The Global Ecosystem Dynamics Investigation (GEDI) is a full-waveform lidar instrument that produces detailed observations of the three-dimensional structure of the Earth’s surface. GEDI precisely measures forest canopy height, canopy vertical structure, and surface elevation which enhances our understanding of global carbon and water cycle processes, biodiversity, and habitat.
On the International Space Station (ISS), 254 miles up, orbiting the Earth once every 90 minutes, GEDI uses waveform Lidar to record elevation and canopy data. Three lasers split into four beams (firing 242 times per second) are dithered to 8 tracks, 6 meters apart, with 25-meter footprints every 60 meters.
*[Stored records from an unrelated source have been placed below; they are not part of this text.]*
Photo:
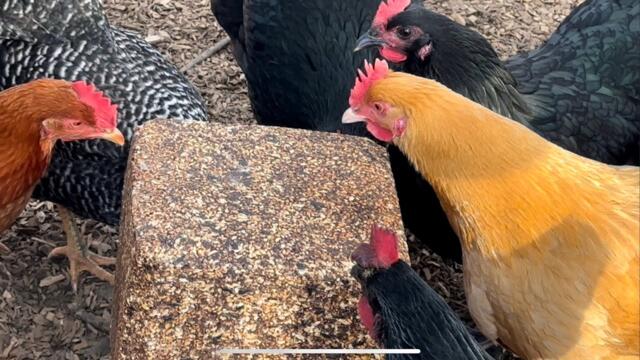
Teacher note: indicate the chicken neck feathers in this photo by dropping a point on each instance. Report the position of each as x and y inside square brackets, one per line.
[72, 40]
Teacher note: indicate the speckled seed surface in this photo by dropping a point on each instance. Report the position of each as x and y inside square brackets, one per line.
[240, 236]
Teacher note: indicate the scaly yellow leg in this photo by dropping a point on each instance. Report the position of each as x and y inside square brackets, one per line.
[76, 250]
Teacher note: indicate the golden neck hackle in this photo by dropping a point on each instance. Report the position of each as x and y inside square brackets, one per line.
[493, 176]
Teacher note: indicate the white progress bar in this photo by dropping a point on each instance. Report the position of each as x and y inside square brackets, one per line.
[317, 351]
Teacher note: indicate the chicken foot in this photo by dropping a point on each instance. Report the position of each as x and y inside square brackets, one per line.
[76, 250]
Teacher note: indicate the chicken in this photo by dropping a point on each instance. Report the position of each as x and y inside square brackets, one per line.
[33, 117]
[37, 41]
[580, 90]
[299, 65]
[401, 311]
[550, 239]
[297, 57]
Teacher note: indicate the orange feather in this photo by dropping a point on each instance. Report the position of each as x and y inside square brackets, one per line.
[551, 240]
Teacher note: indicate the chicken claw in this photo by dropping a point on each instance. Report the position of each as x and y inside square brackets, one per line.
[80, 258]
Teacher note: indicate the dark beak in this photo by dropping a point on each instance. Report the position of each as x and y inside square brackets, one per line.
[368, 40]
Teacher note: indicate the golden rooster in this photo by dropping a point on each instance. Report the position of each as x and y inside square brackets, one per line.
[550, 239]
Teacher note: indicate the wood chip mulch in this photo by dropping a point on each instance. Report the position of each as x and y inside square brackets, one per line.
[41, 317]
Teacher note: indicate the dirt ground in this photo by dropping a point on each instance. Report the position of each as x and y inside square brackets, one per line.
[41, 317]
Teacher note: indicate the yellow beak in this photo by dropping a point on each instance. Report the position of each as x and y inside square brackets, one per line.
[115, 136]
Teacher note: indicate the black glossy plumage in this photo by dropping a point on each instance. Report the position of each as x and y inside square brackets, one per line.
[72, 40]
[412, 315]
[298, 57]
[581, 90]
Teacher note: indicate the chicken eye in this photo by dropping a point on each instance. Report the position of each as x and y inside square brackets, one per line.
[404, 32]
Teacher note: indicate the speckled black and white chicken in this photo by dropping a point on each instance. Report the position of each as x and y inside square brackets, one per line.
[72, 40]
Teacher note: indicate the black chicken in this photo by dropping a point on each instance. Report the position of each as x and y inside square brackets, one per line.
[299, 63]
[72, 40]
[401, 311]
[581, 89]
[297, 57]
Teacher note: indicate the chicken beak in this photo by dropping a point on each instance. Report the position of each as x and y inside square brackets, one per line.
[367, 40]
[115, 136]
[350, 117]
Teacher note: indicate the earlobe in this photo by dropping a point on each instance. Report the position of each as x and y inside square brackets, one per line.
[425, 51]
[399, 126]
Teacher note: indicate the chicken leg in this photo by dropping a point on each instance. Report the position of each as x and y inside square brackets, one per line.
[76, 250]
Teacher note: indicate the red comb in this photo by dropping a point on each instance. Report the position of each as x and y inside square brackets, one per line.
[385, 245]
[106, 114]
[389, 9]
[380, 252]
[364, 80]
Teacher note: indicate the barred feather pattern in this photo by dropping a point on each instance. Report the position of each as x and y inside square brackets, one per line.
[87, 177]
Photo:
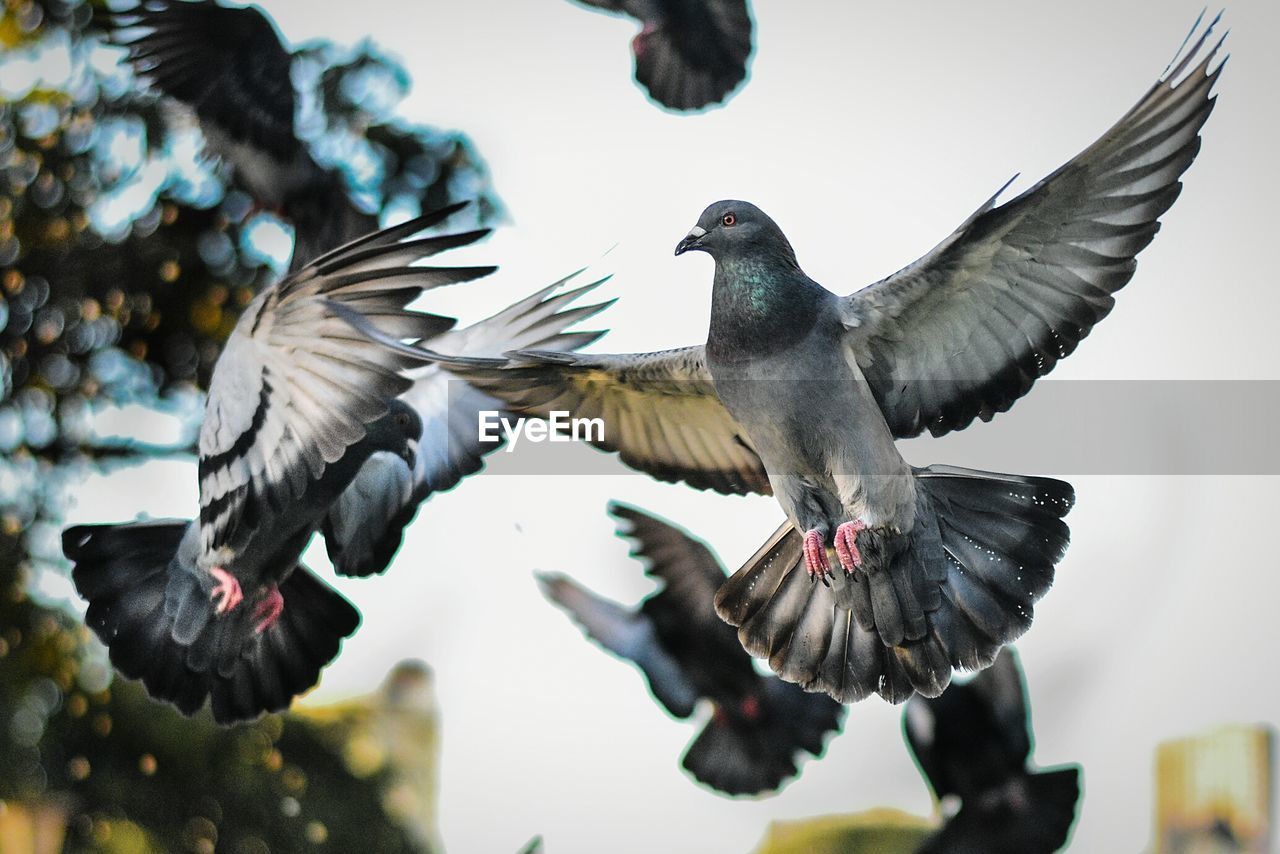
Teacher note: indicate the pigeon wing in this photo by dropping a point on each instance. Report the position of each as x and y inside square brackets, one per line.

That’s 968 footprints per second. Laser energy traveling almost 300 million meters per second reflects off higher surfaces first, then lower surfaces shortly after. The tiny delay is detectable by GEDI’s telescope sensor which records the intensity of the reflection over time and uses the known speed of light with other variables to calculate a waveform documenting the reflective density of the footprint at various elevations, representing the surface below. Users can process these data into maps illustrating ground elevation, canopy height, and other surface characteristics.
What’s new with GEDI Version 2? Sub-orbit granules, spatial metadata, improved geolocation, best algorithm by default, and data layer updates and additions.
GEDI is the first of its kind to provide high-resolution laser ranging observations optimized for lidar measurements of the Earth’s forests and topography at the highest resolution and densest sampling of any other lidar instrument in orbit. GEDI data are available at NASA’s Land Processes Distributed Archive Center (LP DAAC). Historical and forward processing is ongoing. Data will be available from March 2019 to the present.